Bulk sync to node XXX timed out docker swarm

congchinh262 · June 3, 2022, 3:23pm

I having some problem with my node worker. I have 1 manager and 9 worker nodes from different IP range with manager node, and my problem is my service deployed on A node(this node having some trouble) does seem to communicate with other node in my swarm. I have opened connection both way from A node to all my swarm node but it doesn’t seem working.
All I got is this error message when I view Docker logs: time=“2022-06-03T21:55:22.399445386+06:30” level=error msg=“Bulk sync to node eb8646bd85de timed out”.
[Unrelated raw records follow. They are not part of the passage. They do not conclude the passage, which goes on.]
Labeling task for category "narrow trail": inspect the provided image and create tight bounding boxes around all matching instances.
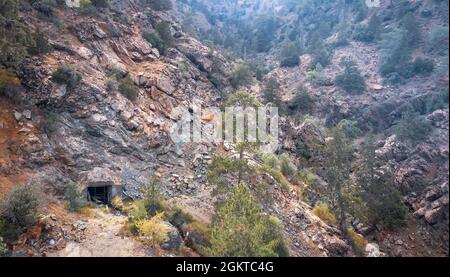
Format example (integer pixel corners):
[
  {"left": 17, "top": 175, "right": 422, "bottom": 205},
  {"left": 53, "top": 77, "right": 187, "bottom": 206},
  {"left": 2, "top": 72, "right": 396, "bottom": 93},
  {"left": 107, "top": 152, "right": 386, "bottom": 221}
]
[{"left": 49, "top": 211, "right": 150, "bottom": 257}]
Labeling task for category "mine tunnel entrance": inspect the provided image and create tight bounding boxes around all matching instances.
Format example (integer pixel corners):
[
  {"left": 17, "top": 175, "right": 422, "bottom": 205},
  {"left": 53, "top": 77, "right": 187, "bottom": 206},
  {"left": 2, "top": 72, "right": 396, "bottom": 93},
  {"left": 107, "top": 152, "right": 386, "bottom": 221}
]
[{"left": 87, "top": 185, "right": 112, "bottom": 204}]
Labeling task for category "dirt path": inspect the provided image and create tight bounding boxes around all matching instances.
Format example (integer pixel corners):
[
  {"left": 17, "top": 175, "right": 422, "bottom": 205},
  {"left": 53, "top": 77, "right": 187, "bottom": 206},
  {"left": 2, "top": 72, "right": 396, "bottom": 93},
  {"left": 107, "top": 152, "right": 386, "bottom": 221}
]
[{"left": 49, "top": 210, "right": 150, "bottom": 257}]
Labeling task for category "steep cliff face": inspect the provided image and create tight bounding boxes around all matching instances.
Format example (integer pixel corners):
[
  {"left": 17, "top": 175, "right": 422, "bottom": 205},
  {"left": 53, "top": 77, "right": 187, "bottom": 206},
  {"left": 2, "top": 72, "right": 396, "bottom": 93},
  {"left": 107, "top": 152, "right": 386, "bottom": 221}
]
[{"left": 17, "top": 3, "right": 222, "bottom": 198}]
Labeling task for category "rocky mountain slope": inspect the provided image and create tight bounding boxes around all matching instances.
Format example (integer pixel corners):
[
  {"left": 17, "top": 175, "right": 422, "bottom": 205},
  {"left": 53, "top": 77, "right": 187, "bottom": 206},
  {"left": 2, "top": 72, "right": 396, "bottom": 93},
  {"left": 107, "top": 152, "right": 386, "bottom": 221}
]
[
  {"left": 176, "top": 0, "right": 449, "bottom": 256},
  {"left": 0, "top": 0, "right": 448, "bottom": 257}
]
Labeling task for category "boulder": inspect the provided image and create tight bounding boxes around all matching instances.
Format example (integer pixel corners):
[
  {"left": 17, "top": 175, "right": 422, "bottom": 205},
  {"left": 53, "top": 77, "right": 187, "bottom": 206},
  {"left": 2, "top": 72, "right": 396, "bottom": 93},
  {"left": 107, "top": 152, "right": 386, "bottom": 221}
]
[
  {"left": 156, "top": 77, "right": 175, "bottom": 95},
  {"left": 424, "top": 207, "right": 445, "bottom": 225},
  {"left": 14, "top": 111, "right": 22, "bottom": 121},
  {"left": 325, "top": 237, "right": 350, "bottom": 256},
  {"left": 365, "top": 243, "right": 383, "bottom": 257},
  {"left": 23, "top": 110, "right": 32, "bottom": 120},
  {"left": 161, "top": 222, "right": 184, "bottom": 251}
]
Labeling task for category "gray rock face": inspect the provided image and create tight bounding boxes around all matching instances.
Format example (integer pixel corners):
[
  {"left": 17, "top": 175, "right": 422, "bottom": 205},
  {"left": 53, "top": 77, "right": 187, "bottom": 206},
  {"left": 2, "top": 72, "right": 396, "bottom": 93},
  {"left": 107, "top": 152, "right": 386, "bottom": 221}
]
[
  {"left": 72, "top": 21, "right": 108, "bottom": 42},
  {"left": 376, "top": 135, "right": 408, "bottom": 162},
  {"left": 324, "top": 237, "right": 350, "bottom": 256},
  {"left": 13, "top": 2, "right": 231, "bottom": 220},
  {"left": 283, "top": 120, "right": 325, "bottom": 158},
  {"left": 365, "top": 243, "right": 384, "bottom": 257},
  {"left": 369, "top": 110, "right": 449, "bottom": 251},
  {"left": 161, "top": 222, "right": 184, "bottom": 251}
]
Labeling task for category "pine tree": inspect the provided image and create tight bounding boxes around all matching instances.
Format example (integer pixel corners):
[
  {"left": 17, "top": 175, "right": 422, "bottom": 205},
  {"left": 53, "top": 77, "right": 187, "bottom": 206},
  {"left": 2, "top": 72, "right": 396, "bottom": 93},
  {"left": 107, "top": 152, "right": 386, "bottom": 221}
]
[
  {"left": 155, "top": 21, "right": 173, "bottom": 50},
  {"left": 358, "top": 135, "right": 407, "bottom": 229},
  {"left": 0, "top": 0, "right": 18, "bottom": 20},
  {"left": 0, "top": 0, "right": 32, "bottom": 69},
  {"left": 335, "top": 59, "right": 366, "bottom": 94},
  {"left": 229, "top": 64, "right": 253, "bottom": 89},
  {"left": 354, "top": 14, "right": 381, "bottom": 42},
  {"left": 402, "top": 12, "right": 420, "bottom": 46},
  {"left": 207, "top": 183, "right": 288, "bottom": 257},
  {"left": 280, "top": 42, "right": 300, "bottom": 67},
  {"left": 395, "top": 111, "right": 433, "bottom": 141},
  {"left": 322, "top": 127, "right": 353, "bottom": 232},
  {"left": 141, "top": 176, "right": 165, "bottom": 216},
  {"left": 262, "top": 77, "right": 281, "bottom": 106}
]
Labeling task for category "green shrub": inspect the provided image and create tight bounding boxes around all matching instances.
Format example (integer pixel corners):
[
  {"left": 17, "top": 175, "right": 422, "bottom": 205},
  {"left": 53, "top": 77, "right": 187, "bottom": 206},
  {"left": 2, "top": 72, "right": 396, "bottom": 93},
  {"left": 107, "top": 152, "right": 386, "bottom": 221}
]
[
  {"left": 155, "top": 21, "right": 173, "bottom": 49},
  {"left": 32, "top": 0, "right": 60, "bottom": 19},
  {"left": 306, "top": 70, "right": 317, "bottom": 80},
  {"left": 288, "top": 87, "right": 315, "bottom": 114},
  {"left": 252, "top": 16, "right": 278, "bottom": 53},
  {"left": 264, "top": 216, "right": 289, "bottom": 257},
  {"left": 143, "top": 21, "right": 173, "bottom": 55},
  {"left": 255, "top": 66, "right": 270, "bottom": 81},
  {"left": 312, "top": 49, "right": 331, "bottom": 68},
  {"left": 107, "top": 64, "right": 127, "bottom": 79},
  {"left": 78, "top": 0, "right": 105, "bottom": 14},
  {"left": 229, "top": 63, "right": 253, "bottom": 89},
  {"left": 312, "top": 203, "right": 337, "bottom": 225},
  {"left": 0, "top": 0, "right": 33, "bottom": 69},
  {"left": 378, "top": 11, "right": 424, "bottom": 79},
  {"left": 395, "top": 111, "right": 433, "bottom": 141},
  {"left": 411, "top": 57, "right": 434, "bottom": 75},
  {"left": 373, "top": 188, "right": 408, "bottom": 230},
  {"left": 0, "top": 185, "right": 39, "bottom": 240},
  {"left": 111, "top": 196, "right": 124, "bottom": 210},
  {"left": 65, "top": 182, "right": 85, "bottom": 212},
  {"left": 354, "top": 15, "right": 381, "bottom": 42},
  {"left": 0, "top": 0, "right": 19, "bottom": 19},
  {"left": 52, "top": 65, "right": 82, "bottom": 88},
  {"left": 143, "top": 31, "right": 166, "bottom": 55},
  {"left": 262, "top": 77, "right": 281, "bottom": 105},
  {"left": 337, "top": 119, "right": 362, "bottom": 140},
  {"left": 0, "top": 236, "right": 7, "bottom": 256},
  {"left": 0, "top": 67, "right": 21, "bottom": 98},
  {"left": 335, "top": 59, "right": 365, "bottom": 94},
  {"left": 359, "top": 151, "right": 409, "bottom": 231},
  {"left": 272, "top": 171, "right": 291, "bottom": 191},
  {"left": 308, "top": 31, "right": 331, "bottom": 67},
  {"left": 169, "top": 205, "right": 194, "bottom": 228},
  {"left": 347, "top": 228, "right": 368, "bottom": 254},
  {"left": 27, "top": 29, "right": 53, "bottom": 55},
  {"left": 260, "top": 153, "right": 280, "bottom": 170},
  {"left": 118, "top": 76, "right": 139, "bottom": 101},
  {"left": 184, "top": 220, "right": 211, "bottom": 255},
  {"left": 280, "top": 42, "right": 300, "bottom": 67},
  {"left": 135, "top": 212, "right": 169, "bottom": 247},
  {"left": 79, "top": 0, "right": 92, "bottom": 10},
  {"left": 141, "top": 176, "right": 166, "bottom": 216},
  {"left": 280, "top": 154, "right": 296, "bottom": 178},
  {"left": 379, "top": 29, "right": 412, "bottom": 79},
  {"left": 295, "top": 140, "right": 313, "bottom": 160},
  {"left": 127, "top": 201, "right": 148, "bottom": 222}
]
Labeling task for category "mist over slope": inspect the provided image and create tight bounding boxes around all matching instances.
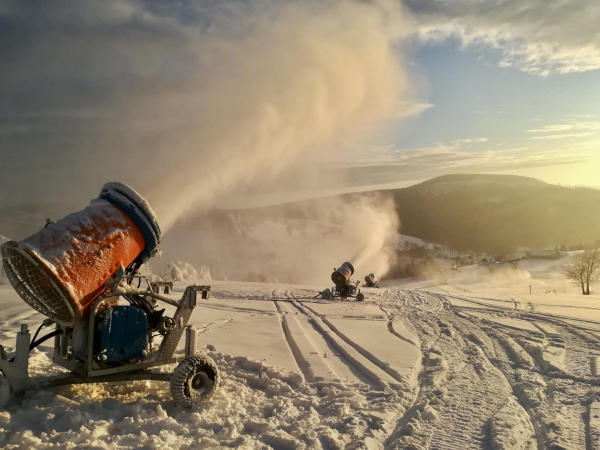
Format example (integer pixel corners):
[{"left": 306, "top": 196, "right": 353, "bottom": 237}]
[
  {"left": 210, "top": 174, "right": 600, "bottom": 257},
  {"left": 3, "top": 174, "right": 599, "bottom": 283}
]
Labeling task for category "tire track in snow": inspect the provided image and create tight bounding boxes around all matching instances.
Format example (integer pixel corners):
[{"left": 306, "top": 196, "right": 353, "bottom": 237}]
[
  {"left": 480, "top": 331, "right": 546, "bottom": 449},
  {"left": 276, "top": 301, "right": 359, "bottom": 384},
  {"left": 378, "top": 307, "right": 418, "bottom": 347},
  {"left": 383, "top": 320, "right": 432, "bottom": 449},
  {"left": 408, "top": 294, "right": 542, "bottom": 449},
  {"left": 292, "top": 301, "right": 394, "bottom": 389},
  {"left": 273, "top": 301, "right": 313, "bottom": 382},
  {"left": 446, "top": 305, "right": 550, "bottom": 448},
  {"left": 301, "top": 303, "right": 409, "bottom": 385},
  {"left": 455, "top": 305, "right": 594, "bottom": 447},
  {"left": 587, "top": 396, "right": 600, "bottom": 450},
  {"left": 195, "top": 318, "right": 234, "bottom": 334},
  {"left": 436, "top": 290, "right": 600, "bottom": 332}
]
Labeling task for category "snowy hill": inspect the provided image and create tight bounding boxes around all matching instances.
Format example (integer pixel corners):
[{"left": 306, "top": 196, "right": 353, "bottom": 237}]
[{"left": 389, "top": 174, "right": 600, "bottom": 253}]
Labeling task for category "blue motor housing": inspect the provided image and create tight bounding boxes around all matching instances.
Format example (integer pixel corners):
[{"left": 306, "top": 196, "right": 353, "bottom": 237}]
[{"left": 96, "top": 305, "right": 149, "bottom": 364}]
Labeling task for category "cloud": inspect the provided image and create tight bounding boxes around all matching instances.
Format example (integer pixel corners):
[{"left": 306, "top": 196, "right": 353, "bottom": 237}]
[
  {"left": 0, "top": 0, "right": 417, "bottom": 231},
  {"left": 406, "top": 0, "right": 600, "bottom": 75},
  {"left": 396, "top": 102, "right": 435, "bottom": 118},
  {"left": 451, "top": 137, "right": 488, "bottom": 145},
  {"left": 526, "top": 122, "right": 600, "bottom": 133},
  {"left": 525, "top": 120, "right": 600, "bottom": 140},
  {"left": 531, "top": 132, "right": 596, "bottom": 140},
  {"left": 330, "top": 139, "right": 594, "bottom": 192}
]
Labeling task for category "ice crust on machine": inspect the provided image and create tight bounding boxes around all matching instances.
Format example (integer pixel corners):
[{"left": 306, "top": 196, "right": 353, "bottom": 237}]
[{"left": 1, "top": 182, "right": 161, "bottom": 325}]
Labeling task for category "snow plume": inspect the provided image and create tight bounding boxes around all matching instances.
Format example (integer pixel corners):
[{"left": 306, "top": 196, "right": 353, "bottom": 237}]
[
  {"left": 143, "top": 0, "right": 413, "bottom": 230},
  {"left": 162, "top": 193, "right": 400, "bottom": 285},
  {"left": 0, "top": 0, "right": 416, "bottom": 231}
]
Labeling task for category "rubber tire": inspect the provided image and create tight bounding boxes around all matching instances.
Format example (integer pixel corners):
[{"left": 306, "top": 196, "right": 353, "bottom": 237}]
[
  {"left": 356, "top": 293, "right": 365, "bottom": 301},
  {"left": 170, "top": 354, "right": 220, "bottom": 408}
]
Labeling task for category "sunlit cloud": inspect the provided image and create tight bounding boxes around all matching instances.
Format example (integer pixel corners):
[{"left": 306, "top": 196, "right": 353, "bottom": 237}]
[
  {"left": 451, "top": 137, "right": 488, "bottom": 145},
  {"left": 397, "top": 102, "right": 435, "bottom": 118},
  {"left": 527, "top": 122, "right": 600, "bottom": 133},
  {"left": 406, "top": 0, "right": 600, "bottom": 75},
  {"left": 531, "top": 132, "right": 596, "bottom": 140},
  {"left": 347, "top": 139, "right": 591, "bottom": 177}
]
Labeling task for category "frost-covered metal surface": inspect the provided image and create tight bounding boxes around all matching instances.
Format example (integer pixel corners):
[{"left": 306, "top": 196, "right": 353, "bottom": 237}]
[
  {"left": 1, "top": 242, "right": 75, "bottom": 323},
  {"left": 1, "top": 182, "right": 162, "bottom": 325},
  {"left": 14, "top": 199, "right": 145, "bottom": 321},
  {"left": 99, "top": 182, "right": 161, "bottom": 262}
]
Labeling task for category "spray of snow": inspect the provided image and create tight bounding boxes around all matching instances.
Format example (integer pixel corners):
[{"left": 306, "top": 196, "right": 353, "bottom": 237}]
[
  {"left": 138, "top": 0, "right": 414, "bottom": 231},
  {"left": 162, "top": 193, "right": 399, "bottom": 284},
  {"left": 2, "top": 0, "right": 418, "bottom": 284},
  {"left": 161, "top": 261, "right": 211, "bottom": 284}
]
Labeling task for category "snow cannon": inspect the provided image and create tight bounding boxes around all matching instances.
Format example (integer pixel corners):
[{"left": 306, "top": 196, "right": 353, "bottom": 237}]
[
  {"left": 317, "top": 261, "right": 363, "bottom": 301},
  {"left": 331, "top": 261, "right": 355, "bottom": 290},
  {"left": 1, "top": 182, "right": 160, "bottom": 326},
  {"left": 0, "top": 182, "right": 219, "bottom": 409},
  {"left": 364, "top": 273, "right": 378, "bottom": 288}
]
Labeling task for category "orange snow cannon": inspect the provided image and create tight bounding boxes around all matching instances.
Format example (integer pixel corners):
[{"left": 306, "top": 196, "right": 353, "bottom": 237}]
[
  {"left": 0, "top": 182, "right": 218, "bottom": 409},
  {"left": 316, "top": 261, "right": 364, "bottom": 301},
  {"left": 331, "top": 261, "right": 355, "bottom": 290},
  {"left": 1, "top": 182, "right": 161, "bottom": 325}
]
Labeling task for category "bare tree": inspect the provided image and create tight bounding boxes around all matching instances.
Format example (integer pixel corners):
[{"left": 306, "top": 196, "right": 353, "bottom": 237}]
[{"left": 564, "top": 246, "right": 600, "bottom": 295}]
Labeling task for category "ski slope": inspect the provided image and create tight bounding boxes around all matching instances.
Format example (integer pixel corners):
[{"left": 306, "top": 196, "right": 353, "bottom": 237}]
[{"left": 0, "top": 270, "right": 599, "bottom": 448}]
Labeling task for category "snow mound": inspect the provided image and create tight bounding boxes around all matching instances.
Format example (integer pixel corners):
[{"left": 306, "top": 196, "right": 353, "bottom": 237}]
[{"left": 0, "top": 352, "right": 411, "bottom": 449}]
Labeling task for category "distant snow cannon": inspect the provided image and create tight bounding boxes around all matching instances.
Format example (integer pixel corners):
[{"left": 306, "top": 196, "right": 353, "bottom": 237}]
[
  {"left": 364, "top": 273, "right": 379, "bottom": 288},
  {"left": 331, "top": 261, "right": 354, "bottom": 290},
  {"left": 0, "top": 182, "right": 219, "bottom": 409},
  {"left": 318, "top": 261, "right": 364, "bottom": 301}
]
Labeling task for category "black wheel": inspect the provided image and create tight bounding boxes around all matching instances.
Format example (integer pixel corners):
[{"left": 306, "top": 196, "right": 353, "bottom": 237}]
[
  {"left": 170, "top": 353, "right": 219, "bottom": 408},
  {"left": 356, "top": 293, "right": 365, "bottom": 301}
]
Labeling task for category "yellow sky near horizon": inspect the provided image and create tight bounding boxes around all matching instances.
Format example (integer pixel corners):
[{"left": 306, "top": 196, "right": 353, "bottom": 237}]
[{"left": 523, "top": 140, "right": 600, "bottom": 188}]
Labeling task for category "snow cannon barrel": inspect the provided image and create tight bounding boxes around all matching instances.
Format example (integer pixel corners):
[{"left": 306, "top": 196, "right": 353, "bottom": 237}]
[
  {"left": 0, "top": 182, "right": 161, "bottom": 326},
  {"left": 364, "top": 273, "right": 376, "bottom": 286},
  {"left": 331, "top": 262, "right": 354, "bottom": 289}
]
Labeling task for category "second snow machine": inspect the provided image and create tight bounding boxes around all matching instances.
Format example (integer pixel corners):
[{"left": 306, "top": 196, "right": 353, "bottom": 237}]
[{"left": 317, "top": 261, "right": 364, "bottom": 301}]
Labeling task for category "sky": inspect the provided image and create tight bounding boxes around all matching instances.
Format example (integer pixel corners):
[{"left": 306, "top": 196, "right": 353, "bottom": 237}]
[
  {"left": 368, "top": 0, "right": 600, "bottom": 189},
  {"left": 0, "top": 0, "right": 599, "bottom": 221}
]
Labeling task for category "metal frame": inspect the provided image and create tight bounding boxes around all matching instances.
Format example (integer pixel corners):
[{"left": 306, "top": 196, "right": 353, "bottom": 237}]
[
  {"left": 150, "top": 281, "right": 174, "bottom": 294},
  {"left": 317, "top": 281, "right": 363, "bottom": 300},
  {"left": 0, "top": 284, "right": 211, "bottom": 396},
  {"left": 1, "top": 242, "right": 77, "bottom": 325}
]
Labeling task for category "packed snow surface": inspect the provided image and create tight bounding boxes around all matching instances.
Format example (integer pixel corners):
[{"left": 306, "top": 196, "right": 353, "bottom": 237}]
[{"left": 1, "top": 257, "right": 600, "bottom": 449}]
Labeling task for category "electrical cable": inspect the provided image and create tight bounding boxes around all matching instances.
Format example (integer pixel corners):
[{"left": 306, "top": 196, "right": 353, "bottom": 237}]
[{"left": 29, "top": 329, "right": 62, "bottom": 351}]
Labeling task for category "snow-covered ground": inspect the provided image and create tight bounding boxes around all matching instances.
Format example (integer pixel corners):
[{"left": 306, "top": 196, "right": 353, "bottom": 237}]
[{"left": 1, "top": 257, "right": 600, "bottom": 448}]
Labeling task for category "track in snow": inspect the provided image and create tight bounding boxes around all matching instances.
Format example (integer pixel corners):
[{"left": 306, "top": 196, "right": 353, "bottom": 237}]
[{"left": 2, "top": 282, "right": 600, "bottom": 449}]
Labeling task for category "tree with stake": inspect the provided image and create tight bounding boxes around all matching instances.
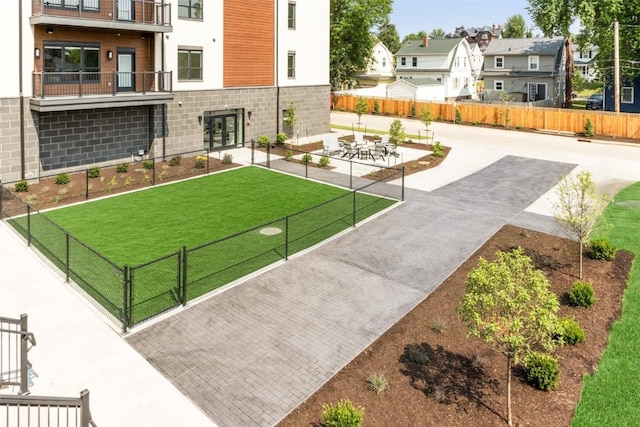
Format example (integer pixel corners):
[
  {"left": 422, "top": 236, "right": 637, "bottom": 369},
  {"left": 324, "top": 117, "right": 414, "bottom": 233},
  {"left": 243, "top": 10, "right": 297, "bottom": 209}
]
[
  {"left": 457, "top": 248, "right": 560, "bottom": 427},
  {"left": 354, "top": 97, "right": 368, "bottom": 128},
  {"left": 419, "top": 107, "right": 432, "bottom": 141},
  {"left": 388, "top": 118, "right": 405, "bottom": 146},
  {"left": 553, "top": 171, "right": 608, "bottom": 278}
]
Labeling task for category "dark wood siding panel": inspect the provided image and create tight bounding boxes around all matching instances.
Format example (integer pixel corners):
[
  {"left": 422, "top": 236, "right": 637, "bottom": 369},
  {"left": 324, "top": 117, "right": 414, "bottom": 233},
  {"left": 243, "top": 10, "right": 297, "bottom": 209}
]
[{"left": 224, "top": 0, "right": 274, "bottom": 87}]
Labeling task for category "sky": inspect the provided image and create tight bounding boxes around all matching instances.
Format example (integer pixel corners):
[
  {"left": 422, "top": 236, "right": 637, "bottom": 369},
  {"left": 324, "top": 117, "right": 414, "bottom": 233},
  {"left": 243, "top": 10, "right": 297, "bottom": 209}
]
[{"left": 389, "top": 0, "right": 538, "bottom": 38}]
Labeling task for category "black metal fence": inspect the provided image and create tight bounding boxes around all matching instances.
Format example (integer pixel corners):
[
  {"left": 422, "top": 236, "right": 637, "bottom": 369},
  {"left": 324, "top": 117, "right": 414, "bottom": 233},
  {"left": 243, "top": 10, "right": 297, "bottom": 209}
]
[{"left": 1, "top": 156, "right": 404, "bottom": 331}]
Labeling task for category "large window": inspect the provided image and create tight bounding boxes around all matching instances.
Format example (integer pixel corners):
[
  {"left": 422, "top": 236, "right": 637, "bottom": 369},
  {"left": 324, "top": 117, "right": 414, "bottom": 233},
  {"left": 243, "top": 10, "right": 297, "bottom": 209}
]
[
  {"left": 494, "top": 56, "right": 504, "bottom": 68},
  {"left": 401, "top": 57, "right": 406, "bottom": 66},
  {"left": 178, "top": 0, "right": 202, "bottom": 19},
  {"left": 44, "top": 0, "right": 99, "bottom": 12},
  {"left": 288, "top": 2, "right": 296, "bottom": 29},
  {"left": 528, "top": 55, "right": 539, "bottom": 70},
  {"left": 622, "top": 87, "right": 634, "bottom": 103},
  {"left": 288, "top": 51, "right": 296, "bottom": 78},
  {"left": 178, "top": 49, "right": 202, "bottom": 80},
  {"left": 44, "top": 43, "right": 100, "bottom": 83}
]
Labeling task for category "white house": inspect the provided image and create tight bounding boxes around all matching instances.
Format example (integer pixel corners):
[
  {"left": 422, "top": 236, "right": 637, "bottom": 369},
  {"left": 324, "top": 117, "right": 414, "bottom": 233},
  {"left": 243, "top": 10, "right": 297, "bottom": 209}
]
[
  {"left": 573, "top": 44, "right": 599, "bottom": 82},
  {"left": 386, "top": 78, "right": 445, "bottom": 101},
  {"left": 394, "top": 36, "right": 478, "bottom": 101}
]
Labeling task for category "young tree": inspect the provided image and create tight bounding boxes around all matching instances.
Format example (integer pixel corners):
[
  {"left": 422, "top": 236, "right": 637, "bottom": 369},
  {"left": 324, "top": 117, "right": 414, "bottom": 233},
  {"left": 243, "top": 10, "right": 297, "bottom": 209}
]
[
  {"left": 330, "top": 0, "right": 393, "bottom": 90},
  {"left": 457, "top": 248, "right": 560, "bottom": 427},
  {"left": 419, "top": 107, "right": 432, "bottom": 135},
  {"left": 284, "top": 103, "right": 298, "bottom": 137},
  {"left": 354, "top": 97, "right": 368, "bottom": 127},
  {"left": 553, "top": 171, "right": 609, "bottom": 278},
  {"left": 503, "top": 14, "right": 527, "bottom": 38},
  {"left": 388, "top": 119, "right": 405, "bottom": 145},
  {"left": 376, "top": 18, "right": 401, "bottom": 53}
]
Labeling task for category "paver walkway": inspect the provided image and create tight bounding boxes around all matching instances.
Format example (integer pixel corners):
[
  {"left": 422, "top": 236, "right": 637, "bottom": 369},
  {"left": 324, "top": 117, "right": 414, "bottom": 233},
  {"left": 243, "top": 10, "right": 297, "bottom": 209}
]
[{"left": 126, "top": 155, "right": 575, "bottom": 426}]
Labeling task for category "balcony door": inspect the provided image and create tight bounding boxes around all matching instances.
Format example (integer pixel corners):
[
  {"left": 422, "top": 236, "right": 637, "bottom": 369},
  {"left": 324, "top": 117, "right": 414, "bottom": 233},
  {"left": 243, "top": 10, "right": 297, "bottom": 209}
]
[
  {"left": 117, "top": 50, "right": 135, "bottom": 92},
  {"left": 118, "top": 0, "right": 135, "bottom": 21}
]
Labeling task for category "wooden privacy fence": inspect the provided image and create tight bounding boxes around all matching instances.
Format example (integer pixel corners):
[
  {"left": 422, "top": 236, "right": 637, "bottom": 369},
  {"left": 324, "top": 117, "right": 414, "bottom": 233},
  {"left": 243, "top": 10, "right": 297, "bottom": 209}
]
[{"left": 334, "top": 95, "right": 640, "bottom": 140}]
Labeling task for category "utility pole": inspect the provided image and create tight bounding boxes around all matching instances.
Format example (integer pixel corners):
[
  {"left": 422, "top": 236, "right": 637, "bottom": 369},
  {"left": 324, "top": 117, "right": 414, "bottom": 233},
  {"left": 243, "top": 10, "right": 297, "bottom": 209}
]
[{"left": 614, "top": 21, "right": 620, "bottom": 113}]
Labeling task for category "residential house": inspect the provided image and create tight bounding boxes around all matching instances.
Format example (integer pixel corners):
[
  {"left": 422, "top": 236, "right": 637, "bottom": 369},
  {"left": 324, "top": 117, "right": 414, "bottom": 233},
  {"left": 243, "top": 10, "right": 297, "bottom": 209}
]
[
  {"left": 603, "top": 78, "right": 640, "bottom": 113},
  {"left": 573, "top": 44, "right": 599, "bottom": 82},
  {"left": 481, "top": 37, "right": 570, "bottom": 107},
  {"left": 395, "top": 36, "right": 478, "bottom": 101},
  {"left": 0, "top": 0, "right": 330, "bottom": 182},
  {"left": 356, "top": 39, "right": 395, "bottom": 87},
  {"left": 451, "top": 24, "right": 502, "bottom": 51},
  {"left": 386, "top": 78, "right": 445, "bottom": 101}
]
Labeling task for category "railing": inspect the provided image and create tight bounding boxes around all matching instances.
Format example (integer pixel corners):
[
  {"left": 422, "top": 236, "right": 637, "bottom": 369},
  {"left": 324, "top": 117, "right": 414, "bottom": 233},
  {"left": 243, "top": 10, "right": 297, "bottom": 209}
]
[
  {"left": 0, "top": 389, "right": 97, "bottom": 427},
  {"left": 32, "top": 71, "right": 172, "bottom": 99},
  {"left": 33, "top": 0, "right": 171, "bottom": 27},
  {"left": 0, "top": 314, "right": 36, "bottom": 395}
]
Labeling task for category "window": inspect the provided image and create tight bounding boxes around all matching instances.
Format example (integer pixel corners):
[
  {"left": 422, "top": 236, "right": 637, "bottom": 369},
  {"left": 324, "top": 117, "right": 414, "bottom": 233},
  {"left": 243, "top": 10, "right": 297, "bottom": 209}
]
[
  {"left": 463, "top": 57, "right": 467, "bottom": 67},
  {"left": 178, "top": 49, "right": 202, "bottom": 80},
  {"left": 288, "top": 2, "right": 296, "bottom": 29},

I’m using Docker version: 20.10.16 on A node and 19.03.9 on manager node.
All my machine is using CentOS 7.

rimelek · June 3, 2022, 9:29pm

Have you tried to search for this message? There are multiple reports related to this. They say it might be that a required port is not accessible. I realize that not all of the related issues have a solution, so I quote which may be more helpful:

Bulk sync to node XYZ timed out · Issue #40337 · moby/moby · GitHub

What I would do:

Go to the node (SSH) and check if docker is running properly (You have probably done that already)
Check if Docker Swarm is listening on its ports: Open protocols and ports between the hosts
You can use netstat to check the ports
Try to check if you can access those ports locally. You can use telnet or netcat for that.
Try to check the ports from an an other node…
Configure your firewall if that is the problem

meyay · June 5, 2022, 3:34pm

To extend on @rimelek’s post: make sure that the subnets (what you call “different IP range”) allow low-latency network connections amongst all nodes. Swarm uses RAFT for cluster membership and coordination, which itself relies on low-latency networking for stable operation - everything else will be brittle.

For instance: running swarm cluster nodes in different availability zones inside a region of a cloud provider works like a charm, but running swarm cluster nodes in different regions is brittle, even worse if the nodes are spread accross different cloud providers… All that scenarios have in common that the nodes are in different subnets (like in your scenario).